Paleobotanists have suggested the family originated approximately 174±32 million years ago, while other researchers argue the family is no older than the mid-Cretaceous. Fossil flowers attributed to Lauraceae have been found in Cenomanian clays from the mid-Cretaceous (90–98 million years ago) of the Eastern United States (Mauldinia mirabilis). Lauraceae fossils are common in Tertiary strata of Europe and North America, but the family virtually disappeared from central Europe in the Late Miocene. Because of their unusual fragility, Lauraceae pollen does not preserve well, and has only been found in relatively recent geological strata. Deciduous Lauraceae members lose all their leaves for part of the year based on rainfall variations; leaf loss coincides with the dry season in tropical, subtropical, and arid regions.

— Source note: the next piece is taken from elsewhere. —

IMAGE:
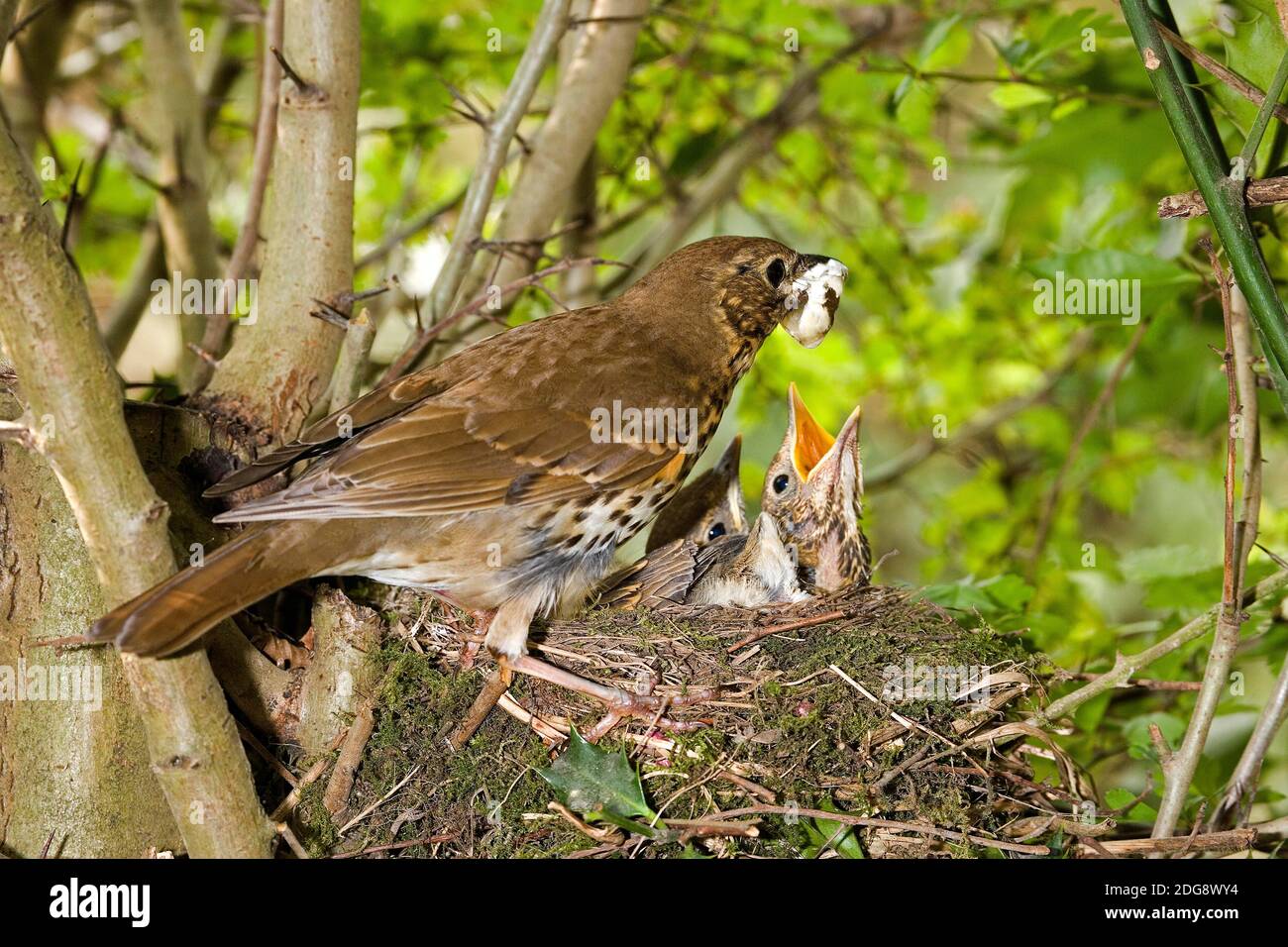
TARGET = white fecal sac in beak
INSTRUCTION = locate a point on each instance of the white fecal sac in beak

Laurel wilt disease, caused by the virulent fungal pathogen Raffaelea lauricola native to southern Asia, was first detected in the southeast United States in 2002. The fungus spreads between host plants via a wood-boring beetle, Xyleborus glabratus, with which it has a symbiotic relationship. Multiple Lauraceae species are affected by the disease. The beetle and fungus are believed to have arrived in the US via infected solid wood packing material, and have since spread to several states.